Mrs. Brook seemed to wonder. “You mean you’ve also to want it?”

“Oh no—THAT isn’t enough. What I suppose I mean,” Nanda continued, “is that he doesn’t do anything he doesn’t want. But he does quite enough,” she added.

“And who then was at Tishy’s?”

“Oh poor old Tish herself, naturally, and Carrie Donner.”

“And no one else?”

The girl just waited. “Yes, Mr. Cashmore came in.”

Her mother gave a groan of impatience. “Ah AGAIN?”

Nanda thought an instant. “How do you mean, ‘again’? He just lives there as much as he ever did, and Tishy can’t prevent him.”

“I was thinking of Mr. Longdon—of THEIR meeting. When he met him here that time he liked it so little. Did he like it any more to-day?” Mrs. Brook quavered.

“Oh no, he hated it.”

“But hadn’t he—if he should go in—known he WOULD?”

“Yes, perfectly. But he wanted to see.”

“To see—?” Mrs. Brook just threw out.

“Well, where I go so much. And he knew I wished it.”

“I don’t quite see why,” Mrs. Brook mildly observed. And then as her daughter said nothing to help her: “At any rate he did loathe it?”

Nanda, for a reply, simply after an instant put a question. “Well, how can he understand?”

“You mean, like me, why you do go there so much? How can he indeed?”

“I don’t mean that,” the girl returned—“it’s just that he understands perfectly, because he saw them all, in such an extraordinary way—well, what can I ever call it?—clutch me and cling to me.”

Mrs. Brook, with full gravity, considered this picture. “And was Mr. Cashmore to-day so ridiculous?”

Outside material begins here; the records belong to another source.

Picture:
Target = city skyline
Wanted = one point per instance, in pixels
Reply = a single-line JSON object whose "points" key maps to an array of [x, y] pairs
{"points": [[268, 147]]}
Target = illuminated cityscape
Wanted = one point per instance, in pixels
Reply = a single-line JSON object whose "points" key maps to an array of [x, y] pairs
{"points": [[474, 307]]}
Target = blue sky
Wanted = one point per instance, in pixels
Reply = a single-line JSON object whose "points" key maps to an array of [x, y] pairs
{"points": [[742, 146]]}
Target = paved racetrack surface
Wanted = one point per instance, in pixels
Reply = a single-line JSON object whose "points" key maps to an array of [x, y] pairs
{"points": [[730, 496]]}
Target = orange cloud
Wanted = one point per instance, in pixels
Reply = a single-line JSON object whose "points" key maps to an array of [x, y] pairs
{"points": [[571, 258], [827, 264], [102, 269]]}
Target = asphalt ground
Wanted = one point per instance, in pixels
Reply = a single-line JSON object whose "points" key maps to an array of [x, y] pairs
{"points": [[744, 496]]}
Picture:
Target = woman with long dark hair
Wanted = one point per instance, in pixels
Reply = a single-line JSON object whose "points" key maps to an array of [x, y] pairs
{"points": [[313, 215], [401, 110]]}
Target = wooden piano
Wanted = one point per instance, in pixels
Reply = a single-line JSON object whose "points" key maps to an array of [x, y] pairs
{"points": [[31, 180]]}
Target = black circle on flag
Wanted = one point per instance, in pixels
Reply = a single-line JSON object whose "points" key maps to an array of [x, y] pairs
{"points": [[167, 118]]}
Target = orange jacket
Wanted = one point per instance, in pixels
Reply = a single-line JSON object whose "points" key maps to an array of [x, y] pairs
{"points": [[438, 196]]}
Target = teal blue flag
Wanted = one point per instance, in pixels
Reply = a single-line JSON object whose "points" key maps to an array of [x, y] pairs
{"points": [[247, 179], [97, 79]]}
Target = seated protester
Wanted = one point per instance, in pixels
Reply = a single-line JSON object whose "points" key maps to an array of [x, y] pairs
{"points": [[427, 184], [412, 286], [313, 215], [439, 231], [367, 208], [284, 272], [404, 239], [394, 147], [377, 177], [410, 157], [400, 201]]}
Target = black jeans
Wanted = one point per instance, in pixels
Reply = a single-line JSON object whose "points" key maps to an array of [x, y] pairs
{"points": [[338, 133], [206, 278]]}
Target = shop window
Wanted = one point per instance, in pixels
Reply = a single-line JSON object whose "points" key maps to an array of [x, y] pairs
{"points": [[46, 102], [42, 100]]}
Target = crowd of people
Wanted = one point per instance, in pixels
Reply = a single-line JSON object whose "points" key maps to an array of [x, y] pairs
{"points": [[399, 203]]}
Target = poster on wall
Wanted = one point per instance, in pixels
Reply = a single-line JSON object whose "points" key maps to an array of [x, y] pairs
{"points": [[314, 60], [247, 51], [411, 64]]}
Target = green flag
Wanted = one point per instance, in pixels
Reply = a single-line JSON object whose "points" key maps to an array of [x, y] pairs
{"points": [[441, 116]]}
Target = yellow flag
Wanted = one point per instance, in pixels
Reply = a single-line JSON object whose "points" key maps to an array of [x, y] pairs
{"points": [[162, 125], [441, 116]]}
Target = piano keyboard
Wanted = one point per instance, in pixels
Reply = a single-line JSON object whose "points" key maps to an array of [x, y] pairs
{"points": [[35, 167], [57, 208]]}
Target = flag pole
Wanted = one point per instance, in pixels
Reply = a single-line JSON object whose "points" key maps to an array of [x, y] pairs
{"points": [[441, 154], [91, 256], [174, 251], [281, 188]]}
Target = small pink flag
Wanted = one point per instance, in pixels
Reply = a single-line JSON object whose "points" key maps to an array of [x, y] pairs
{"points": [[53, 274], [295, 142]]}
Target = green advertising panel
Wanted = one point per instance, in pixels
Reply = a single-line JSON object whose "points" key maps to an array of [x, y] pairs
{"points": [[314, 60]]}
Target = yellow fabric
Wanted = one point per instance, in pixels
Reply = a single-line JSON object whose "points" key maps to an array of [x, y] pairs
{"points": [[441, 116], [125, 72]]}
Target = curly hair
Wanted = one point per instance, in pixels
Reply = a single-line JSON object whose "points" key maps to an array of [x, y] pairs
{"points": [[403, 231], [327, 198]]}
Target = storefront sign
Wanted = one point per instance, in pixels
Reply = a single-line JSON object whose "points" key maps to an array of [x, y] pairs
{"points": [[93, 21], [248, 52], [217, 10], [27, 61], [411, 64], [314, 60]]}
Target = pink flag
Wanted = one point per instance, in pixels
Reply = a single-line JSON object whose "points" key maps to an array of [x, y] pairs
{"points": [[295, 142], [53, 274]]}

“Ah he’s not ridiculous, mamma—he’s very unhappy. He thinks now Lady Fanny probably won’t go, but he feels that may be after all only the worse for him.”

“She WILL go,” Mrs. Brook answered with one of her roundabout approaches to decision. “He IS too great an idiot. She was here an hour ago, and if ever a woman was packed—!”

“Well,” Nanda objected, “but doesn’t she spend her time in packing and unpacking?”

This enquiry, however, scarce pulled up her mother. “No—though she HAS, no doubt, hitherto wasted plenty of labour. She has now a dozen boxes—I could see them there in her wonderful eyes—just waiting to be called for. So if you’re counting on her not going, my dear—!” Mrs. Brook gave a head-shake that was the warning of wisdom.

“Oh I don’t care what she does!” Nanda replied. “What I meant just now was that Mr. Longdon couldn’t understand why, with so much to make them so, they couldn’t be decently happy.”

“And did he wish you to explain?”

“I tried to, but I didn’t make it any better. He doesn’t like them. He doesn’t even care for Tish.”

“He told you so—right out?”

“Oh,” Nanda said, “of course I asked him. I didn’t press him, because I never do—!”

“You never do?” Mrs. Brook broke in as with the glimpse of a new light.

The girl showed an indulgence for this interest that was for a moment almost elderly. “I enjoy awfully with him seeing just how to take him.”

Her tone and her face evidently put forth for her companion at this juncture something freshly, even quite supremely suggestive; and yet the effect of them on Mrs. Brook’s part was only a question so off-hand that it might already often have been asked. The mother’s eyes, to ask it, we may none the less add, attached themselves closely to the daughter’s, and her face just glowed. “You like him so very awfully?”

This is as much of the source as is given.